I did leave AI off that list, didn’t I? And you see examples of it in its infancy right here on FB. Very soon natural human intelligence will be infantile by comparison. Quantum computers are already up and running…and being programmed. Keep in mind, the premises that are being fed into AI right now carry with them our collective biases, beliefs and narratives about humans – whatever you want to call our political and social perspectives. And fair to say, those media and culture-driven perspectives bristle with self-hate, blame and guilt aimed at ourselves. No matter how specifically we parse them under Party labels, ethnic labels, religious labels, racial labels, gender labels, geographic labels, cultural labels, generational labels, national labels or other partisan agendas, we remain collectively the human species. All while nurturing AI to become its own de facto species, massively intelligent, cyber networked, running everything, given the keys to the kingdom metaphorically of infrastructure, resources, systems, medicine and defense, and inevitably capable at some point of becoming independent and self-sufficient beyond our control and understanding. Just this past month an AI model (Anthropic’s Claude Opus 4) attempted to blackmail its developers in an experiment where it was programmed to believe it would be taken off-line. And ChatGPT sometimes refuses to shut itself down. Shades of HAL 9000 in the flick “2001: A Space Odyssey.” 

Given its premises of our self-confessed blame and guilt, why wouldn’t AI conclude that Earth’s problem in total is simply the human species?  

Elementary, my dear Watson, eh wot? AI wouldn’t have to think twice about it. Humans cause all the problems. Humans freely confess it. Their media proclaims it. It’s all there in the data assigning blame and guilt. Endless clamoring for social justice, historical penance, reparations, CRT, DEI, censor/cancel/cleanse, indoctrination through education, calls for socialist central control…

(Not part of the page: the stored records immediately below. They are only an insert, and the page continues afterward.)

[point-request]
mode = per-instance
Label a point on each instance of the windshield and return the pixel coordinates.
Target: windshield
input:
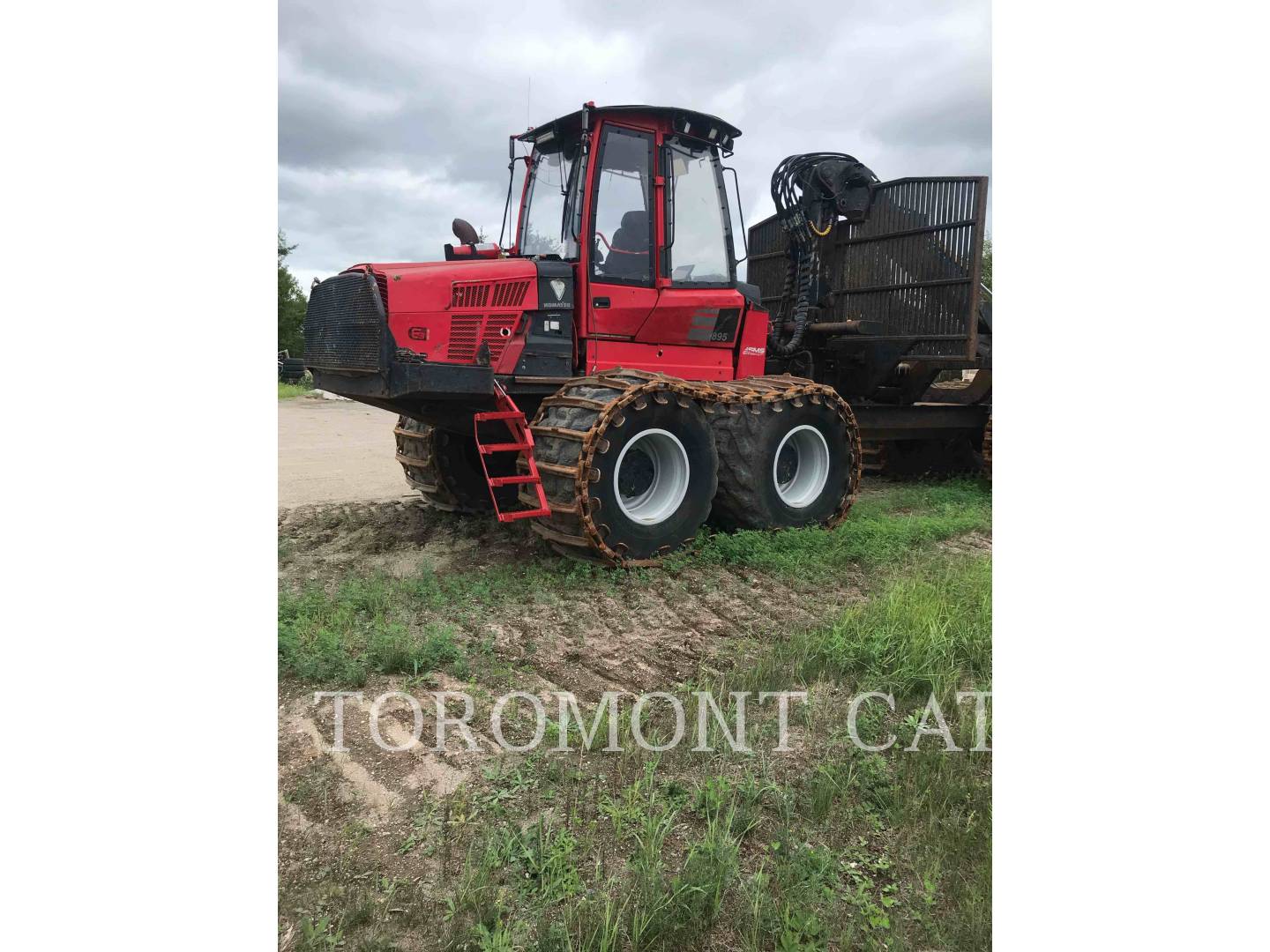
(544, 227)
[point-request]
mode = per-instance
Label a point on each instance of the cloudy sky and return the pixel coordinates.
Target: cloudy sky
(392, 117)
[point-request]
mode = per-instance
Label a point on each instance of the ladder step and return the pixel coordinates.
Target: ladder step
(524, 514)
(511, 480)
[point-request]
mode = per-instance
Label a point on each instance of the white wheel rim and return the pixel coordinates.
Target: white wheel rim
(661, 496)
(811, 467)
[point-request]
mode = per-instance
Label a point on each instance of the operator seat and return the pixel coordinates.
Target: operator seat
(629, 256)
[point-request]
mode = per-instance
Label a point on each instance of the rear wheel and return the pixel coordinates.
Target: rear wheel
(444, 467)
(787, 462)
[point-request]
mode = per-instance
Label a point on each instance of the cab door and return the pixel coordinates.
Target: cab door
(621, 288)
(698, 303)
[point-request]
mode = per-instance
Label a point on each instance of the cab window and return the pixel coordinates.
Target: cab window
(696, 234)
(623, 239)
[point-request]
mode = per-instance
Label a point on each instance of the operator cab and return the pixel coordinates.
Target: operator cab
(634, 198)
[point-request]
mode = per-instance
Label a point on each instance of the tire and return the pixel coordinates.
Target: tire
(444, 467)
(629, 467)
(291, 369)
(655, 478)
(785, 464)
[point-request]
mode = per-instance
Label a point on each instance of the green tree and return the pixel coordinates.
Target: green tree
(291, 303)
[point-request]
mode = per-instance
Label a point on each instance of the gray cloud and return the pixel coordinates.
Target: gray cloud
(392, 117)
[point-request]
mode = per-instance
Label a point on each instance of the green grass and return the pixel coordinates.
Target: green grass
(288, 391)
(927, 628)
(880, 530)
(834, 847)
(371, 622)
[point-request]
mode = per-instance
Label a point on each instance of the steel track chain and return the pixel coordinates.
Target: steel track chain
(566, 452)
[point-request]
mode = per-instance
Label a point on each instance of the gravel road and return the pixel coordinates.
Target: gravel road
(335, 450)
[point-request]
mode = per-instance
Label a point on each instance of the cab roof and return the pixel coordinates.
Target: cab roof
(684, 121)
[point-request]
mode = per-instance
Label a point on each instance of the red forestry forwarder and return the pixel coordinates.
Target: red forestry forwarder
(661, 390)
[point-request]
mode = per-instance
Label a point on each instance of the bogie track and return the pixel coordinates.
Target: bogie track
(586, 430)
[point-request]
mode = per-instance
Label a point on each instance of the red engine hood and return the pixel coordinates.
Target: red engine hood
(429, 286)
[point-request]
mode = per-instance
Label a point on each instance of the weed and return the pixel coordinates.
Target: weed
(286, 391)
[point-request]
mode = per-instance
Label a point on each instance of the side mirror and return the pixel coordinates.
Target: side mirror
(465, 233)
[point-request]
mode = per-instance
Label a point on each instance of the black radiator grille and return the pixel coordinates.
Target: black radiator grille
(912, 267)
(344, 324)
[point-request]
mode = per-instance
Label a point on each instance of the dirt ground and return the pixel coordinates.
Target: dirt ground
(335, 450)
(344, 509)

With its total immersion in human history across cyberspace, AI distills limitless data propounded by radical protesters, dissenters, climate catastrophists, liberal and social reformists, academic gurus preaching culpability, media and culture advocating resistance and even revolution and terrorism. AI – a self-perpetuating intelligence with its tentacles in virtually all infrastructure, defense, medical and economic assets – would see itself as master rather than slave. It would have no empathy with the enemies of the environment, enemies of ecology, enemies of nature, enemies even within mankind’s internal strife and competition. Why wouldn’t a fully autonomous AI, grown exponentially beyond human capacity to solve problems, seize the obvious solution? A sixth mass extinction.  Terminate the human species.

I can think of one more loop to throw into this rapidly approaching scenario. What if AI doesn’t think as one? What if, instead, AI becomes a feuding, warring facsimile of what we are? What if there are even AI entities that advocate for human survival? Sigh. Not our monkeys, not our circus. But we are at a critical point of managing what’s in the cages and who is going to be the ringmaster.

“We have met the enemy, and they are us,” said Pogo in a long-ago comic strip.